Distributed Community Detection based on Apache Spark using Multi Label Propagation for Digital Social Networks
Author(s) -
Satya Keerthi Gorripati,
V. Prasanna Kumari
Publication year - 2018
Publication title -
international journal of engineering and technology
Language(s) - English
Resource type - Journals
ISSN - 2227-524X
DOI - 10.14419/ijet.v7i4.5.20016
Subject(s) - computer science , spark (programming language) , scalability , joins , big data , distributed computing , task (project management) , set (abstract data type) , data mining , database , management , economics , programming language
Organization, Government and Individual (OGI) have popularized the use of Digital Social Networks (DSN) that reduces the processing time of social-aware tasks.
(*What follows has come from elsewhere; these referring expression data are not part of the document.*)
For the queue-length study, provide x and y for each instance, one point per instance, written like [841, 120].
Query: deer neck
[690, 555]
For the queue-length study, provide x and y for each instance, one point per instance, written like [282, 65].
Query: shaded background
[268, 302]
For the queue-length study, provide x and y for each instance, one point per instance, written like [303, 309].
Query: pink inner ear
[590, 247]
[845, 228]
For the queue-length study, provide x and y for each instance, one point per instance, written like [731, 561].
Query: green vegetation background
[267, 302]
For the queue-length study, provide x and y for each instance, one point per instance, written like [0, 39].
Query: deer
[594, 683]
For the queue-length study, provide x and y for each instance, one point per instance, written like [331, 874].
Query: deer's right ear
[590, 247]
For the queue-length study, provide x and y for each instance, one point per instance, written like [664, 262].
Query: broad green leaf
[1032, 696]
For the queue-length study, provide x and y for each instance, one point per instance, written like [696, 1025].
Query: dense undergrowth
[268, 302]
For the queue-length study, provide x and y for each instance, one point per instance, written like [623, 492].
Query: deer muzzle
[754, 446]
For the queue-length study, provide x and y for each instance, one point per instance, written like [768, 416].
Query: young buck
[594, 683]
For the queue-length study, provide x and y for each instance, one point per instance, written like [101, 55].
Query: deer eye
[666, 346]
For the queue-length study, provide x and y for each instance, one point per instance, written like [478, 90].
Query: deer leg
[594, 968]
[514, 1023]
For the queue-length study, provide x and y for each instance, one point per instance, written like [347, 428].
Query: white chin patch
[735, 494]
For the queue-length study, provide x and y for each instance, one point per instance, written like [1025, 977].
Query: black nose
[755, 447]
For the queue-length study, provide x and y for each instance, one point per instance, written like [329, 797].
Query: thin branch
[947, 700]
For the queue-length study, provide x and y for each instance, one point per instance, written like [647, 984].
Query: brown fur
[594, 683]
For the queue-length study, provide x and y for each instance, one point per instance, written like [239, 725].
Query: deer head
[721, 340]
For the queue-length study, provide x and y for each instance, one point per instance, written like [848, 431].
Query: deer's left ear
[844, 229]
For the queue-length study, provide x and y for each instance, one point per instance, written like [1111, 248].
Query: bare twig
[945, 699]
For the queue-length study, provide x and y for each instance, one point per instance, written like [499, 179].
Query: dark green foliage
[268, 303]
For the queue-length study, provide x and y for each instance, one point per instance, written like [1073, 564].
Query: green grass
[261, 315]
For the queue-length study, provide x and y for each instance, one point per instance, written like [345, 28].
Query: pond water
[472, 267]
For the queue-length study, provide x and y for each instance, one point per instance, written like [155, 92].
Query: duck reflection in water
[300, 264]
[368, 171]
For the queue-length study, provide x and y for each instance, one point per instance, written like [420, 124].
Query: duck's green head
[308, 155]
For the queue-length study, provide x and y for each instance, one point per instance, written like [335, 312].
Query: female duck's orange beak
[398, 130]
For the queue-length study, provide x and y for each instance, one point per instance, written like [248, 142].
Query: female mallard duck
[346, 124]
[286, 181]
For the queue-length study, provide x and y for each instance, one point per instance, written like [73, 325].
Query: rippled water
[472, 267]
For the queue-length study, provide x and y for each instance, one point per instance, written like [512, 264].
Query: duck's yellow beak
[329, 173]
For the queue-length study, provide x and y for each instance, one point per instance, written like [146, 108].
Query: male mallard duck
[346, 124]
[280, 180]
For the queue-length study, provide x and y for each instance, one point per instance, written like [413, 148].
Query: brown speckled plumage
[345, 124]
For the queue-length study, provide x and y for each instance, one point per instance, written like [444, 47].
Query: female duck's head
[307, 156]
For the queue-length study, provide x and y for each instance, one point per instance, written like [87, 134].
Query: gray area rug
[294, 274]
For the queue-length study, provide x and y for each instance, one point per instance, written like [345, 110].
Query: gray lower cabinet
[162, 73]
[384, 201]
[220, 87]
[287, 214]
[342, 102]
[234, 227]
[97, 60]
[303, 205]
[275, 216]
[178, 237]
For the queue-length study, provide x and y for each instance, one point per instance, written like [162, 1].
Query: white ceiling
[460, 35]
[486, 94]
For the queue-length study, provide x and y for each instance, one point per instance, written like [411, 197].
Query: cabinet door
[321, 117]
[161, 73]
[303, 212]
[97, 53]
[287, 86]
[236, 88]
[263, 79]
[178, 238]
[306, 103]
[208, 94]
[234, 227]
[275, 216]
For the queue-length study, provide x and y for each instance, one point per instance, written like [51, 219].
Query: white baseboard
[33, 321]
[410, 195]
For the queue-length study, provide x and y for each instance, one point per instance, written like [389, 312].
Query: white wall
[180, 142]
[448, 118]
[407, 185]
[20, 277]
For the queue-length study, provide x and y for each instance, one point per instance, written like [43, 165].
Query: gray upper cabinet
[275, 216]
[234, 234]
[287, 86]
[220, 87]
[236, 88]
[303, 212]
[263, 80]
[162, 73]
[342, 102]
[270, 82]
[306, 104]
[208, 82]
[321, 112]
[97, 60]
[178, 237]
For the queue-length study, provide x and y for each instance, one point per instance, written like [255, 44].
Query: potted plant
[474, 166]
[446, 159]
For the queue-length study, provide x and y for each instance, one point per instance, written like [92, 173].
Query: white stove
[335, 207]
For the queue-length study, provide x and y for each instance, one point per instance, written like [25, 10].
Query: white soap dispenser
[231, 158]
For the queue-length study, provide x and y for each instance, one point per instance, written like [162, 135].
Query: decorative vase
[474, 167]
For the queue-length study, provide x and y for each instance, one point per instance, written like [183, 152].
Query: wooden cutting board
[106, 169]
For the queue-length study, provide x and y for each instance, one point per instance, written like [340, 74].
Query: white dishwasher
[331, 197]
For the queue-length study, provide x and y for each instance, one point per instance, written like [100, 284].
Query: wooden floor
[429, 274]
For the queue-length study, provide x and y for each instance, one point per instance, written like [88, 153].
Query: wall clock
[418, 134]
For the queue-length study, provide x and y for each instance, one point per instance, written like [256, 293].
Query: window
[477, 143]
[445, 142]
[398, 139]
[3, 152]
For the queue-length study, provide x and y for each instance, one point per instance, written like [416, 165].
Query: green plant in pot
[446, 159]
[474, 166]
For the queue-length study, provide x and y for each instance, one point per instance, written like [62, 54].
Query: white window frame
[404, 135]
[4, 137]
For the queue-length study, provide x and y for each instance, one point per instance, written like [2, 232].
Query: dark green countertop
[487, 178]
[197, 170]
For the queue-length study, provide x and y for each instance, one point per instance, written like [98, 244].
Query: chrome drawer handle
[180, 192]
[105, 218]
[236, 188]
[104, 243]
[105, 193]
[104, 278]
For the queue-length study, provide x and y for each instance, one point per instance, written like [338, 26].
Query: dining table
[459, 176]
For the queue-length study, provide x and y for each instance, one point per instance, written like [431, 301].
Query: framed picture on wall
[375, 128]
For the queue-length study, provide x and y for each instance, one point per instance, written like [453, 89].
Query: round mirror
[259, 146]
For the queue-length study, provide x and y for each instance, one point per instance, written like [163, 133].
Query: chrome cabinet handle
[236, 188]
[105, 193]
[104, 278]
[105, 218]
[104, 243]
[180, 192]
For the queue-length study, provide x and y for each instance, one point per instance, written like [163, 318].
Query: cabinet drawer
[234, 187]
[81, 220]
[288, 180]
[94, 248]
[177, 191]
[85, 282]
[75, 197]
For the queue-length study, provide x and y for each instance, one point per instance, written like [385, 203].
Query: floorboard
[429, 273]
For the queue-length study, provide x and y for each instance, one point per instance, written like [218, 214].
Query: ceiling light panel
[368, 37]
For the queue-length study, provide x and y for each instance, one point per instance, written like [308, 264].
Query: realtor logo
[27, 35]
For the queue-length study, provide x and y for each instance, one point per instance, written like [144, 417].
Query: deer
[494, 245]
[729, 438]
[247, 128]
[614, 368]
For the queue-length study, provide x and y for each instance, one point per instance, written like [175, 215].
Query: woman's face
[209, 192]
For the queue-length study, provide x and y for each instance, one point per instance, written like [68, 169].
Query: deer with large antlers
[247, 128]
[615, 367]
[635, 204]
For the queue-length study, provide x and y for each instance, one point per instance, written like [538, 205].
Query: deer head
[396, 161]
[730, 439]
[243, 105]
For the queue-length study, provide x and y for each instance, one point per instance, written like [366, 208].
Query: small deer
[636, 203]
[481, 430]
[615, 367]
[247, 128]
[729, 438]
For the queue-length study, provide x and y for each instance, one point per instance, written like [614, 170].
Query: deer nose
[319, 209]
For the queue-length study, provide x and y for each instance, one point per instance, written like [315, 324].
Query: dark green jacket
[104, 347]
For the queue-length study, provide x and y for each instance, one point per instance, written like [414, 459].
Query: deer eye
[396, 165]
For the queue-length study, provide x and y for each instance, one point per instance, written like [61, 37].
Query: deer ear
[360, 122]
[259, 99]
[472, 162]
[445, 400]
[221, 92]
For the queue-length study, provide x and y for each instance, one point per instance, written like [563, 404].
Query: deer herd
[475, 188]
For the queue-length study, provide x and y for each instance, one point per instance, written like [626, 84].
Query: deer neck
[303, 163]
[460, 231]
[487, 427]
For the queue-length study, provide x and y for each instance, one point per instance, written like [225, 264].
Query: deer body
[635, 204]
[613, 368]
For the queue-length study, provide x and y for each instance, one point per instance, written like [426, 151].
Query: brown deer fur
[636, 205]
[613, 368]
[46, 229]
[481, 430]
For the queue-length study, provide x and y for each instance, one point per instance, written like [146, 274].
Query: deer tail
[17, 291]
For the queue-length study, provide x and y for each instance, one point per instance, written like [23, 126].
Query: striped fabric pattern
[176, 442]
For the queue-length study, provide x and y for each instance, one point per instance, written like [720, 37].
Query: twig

To accomplish a community-based communication, each social-aware task should identify its community group. The identified group uses a task to avail all the DSN benefits to their customers / citizens. As a result, the community-based detection algorithm has played a significant role in literature. However, the existing algorithms have had several challenging issues, such as performance and scalability. Thus, a distributed community detection algorithm is presented using Apache Spark’s Resilient Distributed Data Set (RDD) framework based on the Scala programming language. The Apache Spark framework provides an ideal solution that offers ease of coding, performance, interactive mode and disk Input-Output bottlenecks in Hadoop /Map Reduce. Besides, it presents a platform of distributed community detection that reduces the computational computation by applying transformations, aggregations and joins. The experimental results show that the proposed framework achieves high accuracy for both real-world and synthetic networks.